Genre/Year: Personal Essays, 2006

Two Sentence Summary: Think getting old and being a woman is kinda funny? So does Nora Ephron!

One Sentence Review: A solid essay collection, but one that I’m not quite wise enough to totally understand.

Grade: 83/100

Summary: Nora Ephron’s book I Feel Bad About My Neck is a collection of essays about aging as a woman.  The essays range in topic from perfect apartments to growing up to first jobs and other life lessons. It’s hard to summarize more than that, I think, because the book covers such a variety. One thing all the essays have in common, however, is a sort of irreverent look at how life changes when we’re not really expecting it.

Review: Overall, I wasn’t thrilled with this collection, but am glad I read it. I loved that each of the essays in this book used a slightly different format; sometimes essayists will fall into a trap where each chapter follows a similar sort of structure which gets a little predictable. While the first few essays in this book are similar, the pieces in the last half switch length and format drastically while still holding on to Ephron’s self-deprecating sense of humor.

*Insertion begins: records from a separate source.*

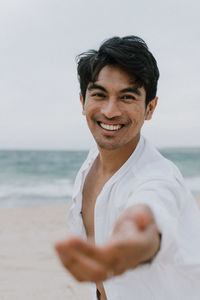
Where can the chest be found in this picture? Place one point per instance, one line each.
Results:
(92, 188)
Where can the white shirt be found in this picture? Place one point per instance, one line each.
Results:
(148, 178)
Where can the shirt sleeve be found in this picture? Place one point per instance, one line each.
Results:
(165, 200)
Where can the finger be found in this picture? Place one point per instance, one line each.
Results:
(82, 267)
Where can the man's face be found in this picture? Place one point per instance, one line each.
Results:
(115, 109)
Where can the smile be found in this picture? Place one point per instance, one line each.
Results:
(110, 127)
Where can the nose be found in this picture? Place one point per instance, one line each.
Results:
(111, 109)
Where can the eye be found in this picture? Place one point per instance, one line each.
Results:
(98, 95)
(128, 97)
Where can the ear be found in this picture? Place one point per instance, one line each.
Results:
(82, 103)
(150, 108)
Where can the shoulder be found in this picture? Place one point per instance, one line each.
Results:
(152, 164)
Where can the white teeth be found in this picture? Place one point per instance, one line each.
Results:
(110, 127)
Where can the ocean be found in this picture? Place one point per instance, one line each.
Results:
(30, 178)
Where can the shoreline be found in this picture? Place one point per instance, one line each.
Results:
(29, 266)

My favorite essay was “The Story of My Life in 3,500 Words or Less.” In this piece, Ephron characterizes her life in a series of short vignettes, each no more than about 200 words. I love this in part because it supports my own belief that the best things in life are the tiny moments we make time to remember and because it gives you a picture of what the most important moments were to her. Here’s an example:

I’m going to be a newspaper reporter forever

It’s 1963. I’ve written a piece for a parody of the New York Post during a long newspaper strike. The editors of the Post are upset about the parody, but the publisher of the Post is amused. “If they can parody the Post, they can write for it,” she says. Hire them.” When the strike ends, I’m give a one-week tryout at the Post. The city room is dusty, dingy, and dark. The desks are dilapidated and falling apart. It smells terrible. There aren’t enough phones. The city editor sense me to the Coney Island aquarium to cover the story of two hooded seals who’ve been brought together to mate but have refused to have anything to do with each other. I write a story. I think it’s funny. I turn it in. I hear laughter from the city desk. They think it’s funny too. I’m hired permanently. I have never been happier. I have achieved my life’s ambition, and I am twenty-two years old.

I’m sure you can guess why that’s one of my favorite passages. The rest of the essay goes along in that fashion until Ephron brings it sort of full circle in a way that’s just awesome.

The only thing that kept this essay collection from being one I’d read over and over again right now is that I don’t think I’m quite the target audience. A lot of the lessons and observations are from someone who has lived for a long time and has seen the sort of ebb and flow that life has. I haven’t had that quite yet, so some of the essays didn’t connect with me as well as they might have. This is a book that I would love to read later in my life though, because I think it will hit home a little bit more then.

Other Reviews: Book Addiction; A Striped Armchair; Maggie Reads;

If you have reviewed this book, please leave a link to the review in the comments and I will add your review to the main post. All I ask is for you to do the same to mine — thanks!

Comments on this entry are closed.

  • Jeanne May 22, 2009, 9:44 am

    I agree, even though I’m older; I just didn’t get some essential part of these essays. I mean, who worries about her neck? Maybe you have to reach that age before you get it.

    I made a passing reference to I feel Bad About My Neck in my review of Elisabeth Berg’s The Day I Ate Whatever I Wanted, because it struck me as another book for women older than I am who worry about stuff that strikes me as astoundingly silly.

    http://necromancyneverpays.blogspot.com/2008/12/why-i-ended-up-sending-my-mother-book-i.html

  • Kaye May 22, 2009, 12:05 pm

    Even if you were the target audience, this book is just a waste of paper. Sounds harsh, but that is just how I honestly felt about this book.

  • bermudaonion May 23, 2009, 2:23 pm

    Well, as a 50 year old woman, I don’t think growing old is all that funny. I’ve heard so much about this book. I think I would read it given the chance.

  • Diane May 24, 2009, 8:05 am

    “I feel bad about my neck too” LOL. I got a good laugh out of this book when I read it!

  • Kim L May 24, 2009, 5:51 pm

    I don’t know if I would get into this one either. I not a big essay reader, it really has to catch my attention for me to read an essay. Nice review.

  • Lori L May 25, 2009, 1:28 pm

    I just picked up a copy of Ephron’s book up in the clearance section at Half Price books 20% off sale this weekend. After turning 50 recently, something I’m not happy about, I was hoping it would give me a laugh and a better perspective on getting older. (I get the feeling bad about your neck thing; some women get wrinkly necks, others loose skin, as they age. Not saying it’s me, just saying it happens, LOL!)